Your final step on the Master Slide is to create your first mouse-over. Right click on the oval shape, click on Action Settings, Click the Mouse Over tab, Click on Hyperlink, Change Next Slide to Slide…, Slide 1, Click ok. Click ok again. Click Close on the small Master Window.
You’re now at your title slide. Click on Insert, New Slide. Repeat for the number of slides needed. We use five slides in the example, so we’ll have six slides. Go to Slide 2. Click on Autoshapes, Basic Shapes, Rectangle. Draw a rectangle to increase the temperature on the thermometer to the first line. Change the rectangle fill color to red. Repeat for each slide, increasing to the next line on the thermometer for each successive slide.
The final step (and trickiest) is creating your “invisible” mouse-over buttons.
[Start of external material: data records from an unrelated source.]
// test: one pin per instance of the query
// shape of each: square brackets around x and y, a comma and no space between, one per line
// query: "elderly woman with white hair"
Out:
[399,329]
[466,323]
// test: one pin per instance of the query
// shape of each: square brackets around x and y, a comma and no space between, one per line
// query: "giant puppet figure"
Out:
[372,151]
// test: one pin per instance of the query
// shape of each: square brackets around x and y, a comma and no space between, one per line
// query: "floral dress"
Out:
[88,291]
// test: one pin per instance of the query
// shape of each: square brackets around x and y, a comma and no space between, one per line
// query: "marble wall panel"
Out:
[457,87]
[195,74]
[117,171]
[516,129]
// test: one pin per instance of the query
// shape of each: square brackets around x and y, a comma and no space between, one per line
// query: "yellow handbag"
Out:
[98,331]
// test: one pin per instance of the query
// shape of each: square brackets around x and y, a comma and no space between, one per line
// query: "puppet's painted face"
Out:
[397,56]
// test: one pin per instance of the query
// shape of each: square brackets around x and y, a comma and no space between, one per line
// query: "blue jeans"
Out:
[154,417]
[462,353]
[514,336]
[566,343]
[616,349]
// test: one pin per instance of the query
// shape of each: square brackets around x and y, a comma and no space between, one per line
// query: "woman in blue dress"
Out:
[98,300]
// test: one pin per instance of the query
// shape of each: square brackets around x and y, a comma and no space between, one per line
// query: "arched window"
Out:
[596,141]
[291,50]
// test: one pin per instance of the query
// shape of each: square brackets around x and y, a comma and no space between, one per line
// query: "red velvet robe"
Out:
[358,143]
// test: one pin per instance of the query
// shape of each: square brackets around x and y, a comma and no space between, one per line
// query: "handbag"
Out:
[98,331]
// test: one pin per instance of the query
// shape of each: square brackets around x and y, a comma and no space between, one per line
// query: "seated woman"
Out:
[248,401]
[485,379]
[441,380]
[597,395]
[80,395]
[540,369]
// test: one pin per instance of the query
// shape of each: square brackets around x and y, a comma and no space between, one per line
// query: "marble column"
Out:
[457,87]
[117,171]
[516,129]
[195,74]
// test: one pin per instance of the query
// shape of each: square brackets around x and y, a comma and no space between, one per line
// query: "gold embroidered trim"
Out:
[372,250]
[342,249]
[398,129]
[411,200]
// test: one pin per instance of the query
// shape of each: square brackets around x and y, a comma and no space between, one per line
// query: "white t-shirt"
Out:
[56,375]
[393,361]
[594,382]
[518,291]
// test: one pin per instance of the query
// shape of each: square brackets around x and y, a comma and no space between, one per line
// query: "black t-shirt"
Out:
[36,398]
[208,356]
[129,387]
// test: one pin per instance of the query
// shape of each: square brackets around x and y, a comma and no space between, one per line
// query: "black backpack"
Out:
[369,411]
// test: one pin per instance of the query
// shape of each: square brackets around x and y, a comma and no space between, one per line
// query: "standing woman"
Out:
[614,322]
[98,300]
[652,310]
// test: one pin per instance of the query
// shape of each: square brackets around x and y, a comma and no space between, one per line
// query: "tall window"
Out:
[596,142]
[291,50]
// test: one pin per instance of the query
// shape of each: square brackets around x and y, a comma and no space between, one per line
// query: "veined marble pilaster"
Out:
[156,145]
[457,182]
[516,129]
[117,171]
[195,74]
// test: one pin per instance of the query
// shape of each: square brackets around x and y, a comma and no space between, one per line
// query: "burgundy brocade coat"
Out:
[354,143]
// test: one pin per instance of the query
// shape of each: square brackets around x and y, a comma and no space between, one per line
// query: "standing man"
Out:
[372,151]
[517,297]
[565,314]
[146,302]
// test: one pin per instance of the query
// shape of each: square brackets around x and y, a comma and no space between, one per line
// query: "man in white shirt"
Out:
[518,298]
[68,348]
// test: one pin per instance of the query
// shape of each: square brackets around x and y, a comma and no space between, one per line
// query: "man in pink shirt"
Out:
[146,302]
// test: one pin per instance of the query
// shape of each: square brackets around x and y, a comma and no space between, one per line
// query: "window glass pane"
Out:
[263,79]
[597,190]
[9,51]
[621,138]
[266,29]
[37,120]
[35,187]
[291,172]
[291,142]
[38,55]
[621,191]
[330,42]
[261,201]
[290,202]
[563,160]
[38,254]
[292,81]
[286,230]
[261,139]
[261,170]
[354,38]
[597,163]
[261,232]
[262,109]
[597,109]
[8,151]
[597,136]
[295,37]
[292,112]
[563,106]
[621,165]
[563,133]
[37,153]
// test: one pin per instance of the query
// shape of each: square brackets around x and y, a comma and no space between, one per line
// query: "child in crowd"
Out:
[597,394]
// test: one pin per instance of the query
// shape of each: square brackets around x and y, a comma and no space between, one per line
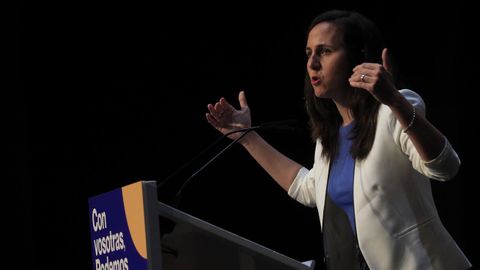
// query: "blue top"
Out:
[340,179]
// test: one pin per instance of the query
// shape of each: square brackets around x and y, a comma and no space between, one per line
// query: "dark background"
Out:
[116,93]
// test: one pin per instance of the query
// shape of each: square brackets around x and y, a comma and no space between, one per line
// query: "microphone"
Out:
[275,126]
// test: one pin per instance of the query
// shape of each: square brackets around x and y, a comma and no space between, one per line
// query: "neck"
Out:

Return to the first slide. Click on Draw, Basic Shapes, Rectangle. Draw a rectangle over the thermometer that goes from the top of the bulb to the top line of the thermometer. Do not change the rectangle fill color yet. Right click on this rectangle, click on Action Settings, Click the Mouse Over tab, Click on Hyperlink, Change Next Slide to Slide…, Slide 6 (or your last slide), Click ok. Click ok again. Create another rectangle that goes from the bottom of this rectangle to the next line down on the thermometer. Right click on this rectangle, click on Action Settings, Click the Mouse Over tab, Click on Hyperlink, Change Next Slide to Slide…, Slide 5 (or your next to last slide), Click ok. Click ok again. Repeat this step for each remaining slide, moving DOWN the thermometer and BACKWARDS through the slides as you go. It is important to go from top to bottom so the mouse-over buttons are in the proper order.
Select all the mouse-over buttons by holding down the shift key and clicking on each one from the bottom up. Click on Draw, Align or Distribute, and Align Bottom. Click on Draw, Group to make the next step easier. Click on Draw, Order, Bring to Front. Click on Edit, Copy. Click on Format, Autoshape, and change the fill color and line color to No Fill and No Line. Your mouse-over buttons will now be invisible. Click on Draw, Ungroup to separate the buttons again. Go to Slide 2. Click on Edit, Paste. If necessary, move the grouped object to the correct position. Click on Format, Autoshape, and change the fill color and line color to No Fill and No Line. Click on Draw, Ungroup. Go to Slide 3. Click on Edit, Paste. If necessary, move the grouped object to the correct position. Click on Format, Autoshape, and change the fill color and line color to No Fill and No Line. Click on Draw, Ungroup. Repeat for the remaining slides.
Save your presentation. Enter the desired titles and text on your slides. Save the presentation again.
When you run your slideshow, move your mouse up and down the thermometer. Your slideshow will automatically move back and forth among your slides to match the thermometer temperature.